Having been involved in two of the three courses and the field evaluations, I would be first to admit that there is room for improvement, drawing on the skills of Carl Stieren’s colleagues. The caution I wish to raise stems from the last item on the list of things a peace force would do — “creating safe zones for civilian populations.” Srebrenica was intended to be a safe zone for civilians. In July 1995, aware that UN military forces were inadequate and that Zepa, Gorazde, Tuzla, and Sarajevo could be similarly collapsed, we sought advice about nonviolent tactics that might increase the safety of civilians. The answer from many experts (including Hans Sinn, Michael Beer, Bruce Jenkins and others) was that it is irresponsible to advocate nonviolence when faced with genocidal intent. Nonviolence can accomplish a lot. When they work well, military peacekeeping missions are nonviolent, though armed. Military observation missions and civilian police missions are usually unarmed. But there are times when only military force can create safe zones. Difficult though it may be for committed peace activists, I think they can become more effective by learning to work with soldiers. I hope the Global Nonviolent Peace Force considers liaison positions for their military counterparts. We’re in this together.

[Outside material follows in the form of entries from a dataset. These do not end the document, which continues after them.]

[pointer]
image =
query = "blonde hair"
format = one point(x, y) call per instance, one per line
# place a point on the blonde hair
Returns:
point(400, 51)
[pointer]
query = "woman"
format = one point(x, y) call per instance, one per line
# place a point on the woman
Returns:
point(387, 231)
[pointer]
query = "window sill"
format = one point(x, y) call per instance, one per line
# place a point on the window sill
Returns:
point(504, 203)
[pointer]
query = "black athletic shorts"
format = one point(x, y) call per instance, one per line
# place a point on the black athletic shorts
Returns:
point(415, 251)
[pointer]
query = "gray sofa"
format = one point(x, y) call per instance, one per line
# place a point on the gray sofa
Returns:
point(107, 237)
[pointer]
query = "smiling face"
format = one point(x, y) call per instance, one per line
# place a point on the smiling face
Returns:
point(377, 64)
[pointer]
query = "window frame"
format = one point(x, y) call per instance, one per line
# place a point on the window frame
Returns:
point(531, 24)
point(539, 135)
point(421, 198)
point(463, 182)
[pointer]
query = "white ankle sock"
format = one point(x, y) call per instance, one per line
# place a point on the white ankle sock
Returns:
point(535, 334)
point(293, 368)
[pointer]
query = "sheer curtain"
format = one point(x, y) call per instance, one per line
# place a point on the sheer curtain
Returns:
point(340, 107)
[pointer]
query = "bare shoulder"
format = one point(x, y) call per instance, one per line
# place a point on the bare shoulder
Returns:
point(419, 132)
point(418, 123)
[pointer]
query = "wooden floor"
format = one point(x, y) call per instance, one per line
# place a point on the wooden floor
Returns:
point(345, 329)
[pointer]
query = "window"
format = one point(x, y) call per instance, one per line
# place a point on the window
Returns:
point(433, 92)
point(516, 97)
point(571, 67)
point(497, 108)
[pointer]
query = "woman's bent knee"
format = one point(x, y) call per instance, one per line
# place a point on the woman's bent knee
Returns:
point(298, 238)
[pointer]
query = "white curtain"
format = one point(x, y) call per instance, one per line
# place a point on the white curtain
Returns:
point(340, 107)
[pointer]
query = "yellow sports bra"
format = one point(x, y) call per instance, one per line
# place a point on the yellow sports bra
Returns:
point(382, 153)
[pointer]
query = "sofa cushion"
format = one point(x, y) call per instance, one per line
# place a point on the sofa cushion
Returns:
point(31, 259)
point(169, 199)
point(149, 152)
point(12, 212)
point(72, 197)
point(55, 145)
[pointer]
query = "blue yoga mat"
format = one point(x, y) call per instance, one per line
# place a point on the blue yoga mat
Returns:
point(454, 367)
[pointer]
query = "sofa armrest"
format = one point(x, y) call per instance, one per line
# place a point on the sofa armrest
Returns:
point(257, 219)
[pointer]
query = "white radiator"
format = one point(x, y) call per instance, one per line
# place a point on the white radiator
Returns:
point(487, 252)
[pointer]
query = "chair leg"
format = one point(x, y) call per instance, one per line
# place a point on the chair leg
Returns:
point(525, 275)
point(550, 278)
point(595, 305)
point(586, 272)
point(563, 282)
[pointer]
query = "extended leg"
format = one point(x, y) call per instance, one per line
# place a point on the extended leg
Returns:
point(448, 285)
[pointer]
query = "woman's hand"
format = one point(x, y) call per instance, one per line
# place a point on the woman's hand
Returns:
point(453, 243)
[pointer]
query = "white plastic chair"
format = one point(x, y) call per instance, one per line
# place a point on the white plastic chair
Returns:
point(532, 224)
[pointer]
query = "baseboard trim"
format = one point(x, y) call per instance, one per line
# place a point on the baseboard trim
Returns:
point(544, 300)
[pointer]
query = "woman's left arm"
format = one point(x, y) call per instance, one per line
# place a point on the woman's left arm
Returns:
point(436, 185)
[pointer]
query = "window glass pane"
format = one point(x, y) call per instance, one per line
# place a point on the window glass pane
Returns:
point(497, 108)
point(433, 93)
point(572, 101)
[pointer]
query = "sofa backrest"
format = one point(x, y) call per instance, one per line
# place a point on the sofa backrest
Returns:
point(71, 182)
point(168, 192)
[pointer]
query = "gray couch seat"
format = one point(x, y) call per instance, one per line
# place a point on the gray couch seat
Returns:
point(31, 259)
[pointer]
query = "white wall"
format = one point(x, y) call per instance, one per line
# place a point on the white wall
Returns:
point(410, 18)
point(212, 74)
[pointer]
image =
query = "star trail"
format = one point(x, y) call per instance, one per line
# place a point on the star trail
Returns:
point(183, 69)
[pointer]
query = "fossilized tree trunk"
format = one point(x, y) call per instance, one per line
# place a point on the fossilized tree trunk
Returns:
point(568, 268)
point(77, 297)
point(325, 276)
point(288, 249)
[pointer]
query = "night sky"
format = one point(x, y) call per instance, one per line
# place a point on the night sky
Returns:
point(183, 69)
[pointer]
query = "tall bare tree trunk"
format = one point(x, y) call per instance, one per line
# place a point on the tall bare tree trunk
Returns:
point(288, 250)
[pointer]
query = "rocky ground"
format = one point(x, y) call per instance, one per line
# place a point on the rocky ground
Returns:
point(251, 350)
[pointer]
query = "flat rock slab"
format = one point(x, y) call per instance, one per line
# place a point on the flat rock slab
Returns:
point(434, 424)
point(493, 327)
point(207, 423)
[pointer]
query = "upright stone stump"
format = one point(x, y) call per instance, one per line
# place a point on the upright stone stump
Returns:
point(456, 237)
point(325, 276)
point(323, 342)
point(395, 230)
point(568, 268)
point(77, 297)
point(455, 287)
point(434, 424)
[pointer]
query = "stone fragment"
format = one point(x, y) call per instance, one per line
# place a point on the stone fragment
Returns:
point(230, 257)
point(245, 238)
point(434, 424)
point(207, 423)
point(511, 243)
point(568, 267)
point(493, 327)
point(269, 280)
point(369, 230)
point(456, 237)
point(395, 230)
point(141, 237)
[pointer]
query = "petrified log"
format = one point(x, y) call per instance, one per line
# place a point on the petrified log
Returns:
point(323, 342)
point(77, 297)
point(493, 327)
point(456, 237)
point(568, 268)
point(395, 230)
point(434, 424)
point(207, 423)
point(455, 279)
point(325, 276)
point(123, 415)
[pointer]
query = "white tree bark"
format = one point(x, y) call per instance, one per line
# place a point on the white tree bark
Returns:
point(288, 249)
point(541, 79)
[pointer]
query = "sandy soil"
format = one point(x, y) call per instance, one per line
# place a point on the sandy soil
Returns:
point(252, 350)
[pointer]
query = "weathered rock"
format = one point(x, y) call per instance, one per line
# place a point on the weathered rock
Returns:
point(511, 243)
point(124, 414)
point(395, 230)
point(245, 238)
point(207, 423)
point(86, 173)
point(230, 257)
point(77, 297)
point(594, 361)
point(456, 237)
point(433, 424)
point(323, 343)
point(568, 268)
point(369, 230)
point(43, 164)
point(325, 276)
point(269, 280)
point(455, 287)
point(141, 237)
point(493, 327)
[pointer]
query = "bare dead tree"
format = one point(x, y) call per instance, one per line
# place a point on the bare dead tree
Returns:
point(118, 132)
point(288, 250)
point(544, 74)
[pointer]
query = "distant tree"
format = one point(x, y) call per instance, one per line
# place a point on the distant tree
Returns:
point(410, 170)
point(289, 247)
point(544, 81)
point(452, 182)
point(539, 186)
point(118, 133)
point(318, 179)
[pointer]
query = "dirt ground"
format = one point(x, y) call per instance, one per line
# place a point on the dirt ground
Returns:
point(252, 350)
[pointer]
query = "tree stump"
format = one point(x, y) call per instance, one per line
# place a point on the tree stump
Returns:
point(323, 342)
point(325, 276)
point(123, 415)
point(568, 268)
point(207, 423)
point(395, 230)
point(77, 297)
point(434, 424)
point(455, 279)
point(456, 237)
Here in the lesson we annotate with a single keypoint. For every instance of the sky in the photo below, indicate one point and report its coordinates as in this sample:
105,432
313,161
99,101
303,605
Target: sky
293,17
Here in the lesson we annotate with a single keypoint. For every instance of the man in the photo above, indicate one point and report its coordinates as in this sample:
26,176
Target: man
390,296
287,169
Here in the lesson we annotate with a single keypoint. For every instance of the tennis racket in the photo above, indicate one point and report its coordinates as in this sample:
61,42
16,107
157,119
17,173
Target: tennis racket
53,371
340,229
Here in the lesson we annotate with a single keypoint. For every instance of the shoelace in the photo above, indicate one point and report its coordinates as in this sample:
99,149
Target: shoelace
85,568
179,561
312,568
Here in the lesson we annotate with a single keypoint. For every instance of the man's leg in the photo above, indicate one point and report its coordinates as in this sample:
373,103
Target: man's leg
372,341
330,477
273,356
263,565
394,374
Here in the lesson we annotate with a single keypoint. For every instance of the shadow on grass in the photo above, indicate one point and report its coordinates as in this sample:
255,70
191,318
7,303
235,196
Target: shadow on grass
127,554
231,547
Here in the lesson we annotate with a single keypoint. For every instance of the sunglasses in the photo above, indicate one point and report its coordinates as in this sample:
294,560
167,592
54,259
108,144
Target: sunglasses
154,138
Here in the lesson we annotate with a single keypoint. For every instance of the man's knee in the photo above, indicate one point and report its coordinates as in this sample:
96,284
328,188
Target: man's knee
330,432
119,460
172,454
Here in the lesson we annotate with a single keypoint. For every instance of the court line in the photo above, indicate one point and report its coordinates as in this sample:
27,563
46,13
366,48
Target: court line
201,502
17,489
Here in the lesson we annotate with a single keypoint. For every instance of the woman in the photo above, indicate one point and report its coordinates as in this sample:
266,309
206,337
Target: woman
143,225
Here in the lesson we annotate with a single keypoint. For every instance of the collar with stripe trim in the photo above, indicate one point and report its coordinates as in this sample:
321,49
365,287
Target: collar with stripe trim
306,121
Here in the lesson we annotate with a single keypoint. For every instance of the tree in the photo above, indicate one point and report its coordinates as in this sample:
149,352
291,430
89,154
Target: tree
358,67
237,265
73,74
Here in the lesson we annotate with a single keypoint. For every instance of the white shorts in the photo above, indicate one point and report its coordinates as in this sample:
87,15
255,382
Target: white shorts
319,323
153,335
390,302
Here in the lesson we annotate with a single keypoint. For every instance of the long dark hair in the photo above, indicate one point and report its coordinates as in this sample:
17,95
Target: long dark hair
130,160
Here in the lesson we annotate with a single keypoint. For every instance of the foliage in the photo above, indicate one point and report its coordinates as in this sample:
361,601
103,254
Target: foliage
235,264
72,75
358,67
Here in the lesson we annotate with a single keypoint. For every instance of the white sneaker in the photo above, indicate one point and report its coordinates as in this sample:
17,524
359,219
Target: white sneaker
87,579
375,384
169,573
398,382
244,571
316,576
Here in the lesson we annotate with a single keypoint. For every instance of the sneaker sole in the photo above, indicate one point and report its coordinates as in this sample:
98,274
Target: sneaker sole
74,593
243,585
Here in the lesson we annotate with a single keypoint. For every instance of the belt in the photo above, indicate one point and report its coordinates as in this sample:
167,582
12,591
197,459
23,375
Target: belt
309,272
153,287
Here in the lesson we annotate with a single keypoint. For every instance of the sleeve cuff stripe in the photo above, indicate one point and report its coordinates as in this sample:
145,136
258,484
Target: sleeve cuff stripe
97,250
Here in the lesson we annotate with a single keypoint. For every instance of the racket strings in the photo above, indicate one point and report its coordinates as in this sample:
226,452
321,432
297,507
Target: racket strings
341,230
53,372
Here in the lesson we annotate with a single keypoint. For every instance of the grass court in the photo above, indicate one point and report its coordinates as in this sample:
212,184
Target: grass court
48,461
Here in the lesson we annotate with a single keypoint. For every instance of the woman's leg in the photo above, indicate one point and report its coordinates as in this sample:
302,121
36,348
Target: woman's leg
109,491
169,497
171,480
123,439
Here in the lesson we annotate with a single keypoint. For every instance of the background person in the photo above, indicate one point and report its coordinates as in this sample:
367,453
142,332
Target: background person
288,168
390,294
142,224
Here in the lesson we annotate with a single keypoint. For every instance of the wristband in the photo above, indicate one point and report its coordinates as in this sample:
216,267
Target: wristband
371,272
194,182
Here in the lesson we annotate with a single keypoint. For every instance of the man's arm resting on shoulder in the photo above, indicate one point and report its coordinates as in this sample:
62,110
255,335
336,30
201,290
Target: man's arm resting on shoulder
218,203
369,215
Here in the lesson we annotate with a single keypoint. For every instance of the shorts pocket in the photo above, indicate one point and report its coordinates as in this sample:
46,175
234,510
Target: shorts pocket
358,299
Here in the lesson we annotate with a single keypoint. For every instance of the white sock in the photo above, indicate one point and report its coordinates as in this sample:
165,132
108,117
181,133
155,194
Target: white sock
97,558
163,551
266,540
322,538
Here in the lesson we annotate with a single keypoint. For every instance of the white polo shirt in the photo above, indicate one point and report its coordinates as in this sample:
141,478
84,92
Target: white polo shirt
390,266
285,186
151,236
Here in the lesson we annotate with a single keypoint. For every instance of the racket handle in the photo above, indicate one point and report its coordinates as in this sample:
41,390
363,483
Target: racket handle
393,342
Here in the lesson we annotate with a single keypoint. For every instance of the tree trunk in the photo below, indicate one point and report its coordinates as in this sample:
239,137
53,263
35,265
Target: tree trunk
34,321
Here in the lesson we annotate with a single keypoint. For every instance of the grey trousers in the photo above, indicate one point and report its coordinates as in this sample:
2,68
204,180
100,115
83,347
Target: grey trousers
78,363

Major David Last, Ph.D. Assoc. Professor Politics, Royal Military College Kingston, Ontario
David Last was right: Canada does have skills to share in nonviolent peacekeeping. I just profiled eight institutes in my chapter “Canadian Training,” in the book-length research study for Global Nonviolent Peace Force International directed by Christine Schweitzer. However, Last missed four Canadian institutes that also teach how to be peacemakers:
His caution about Srebrenica and other “safe zones” that military peacekeepers could not establish is well taken. We are aware of this failure. The list from which he chose creating safe zones for civilian populations,” is simply a draft list. It will be amended in July.
Where Last and I disagree is when he says “there are times when only military force can create safe zones.” Let’s keep up the dialog. He may be right when he says “difficult though it may be for committed peace activists, I think they can be more effective by learning to work with soldiers.”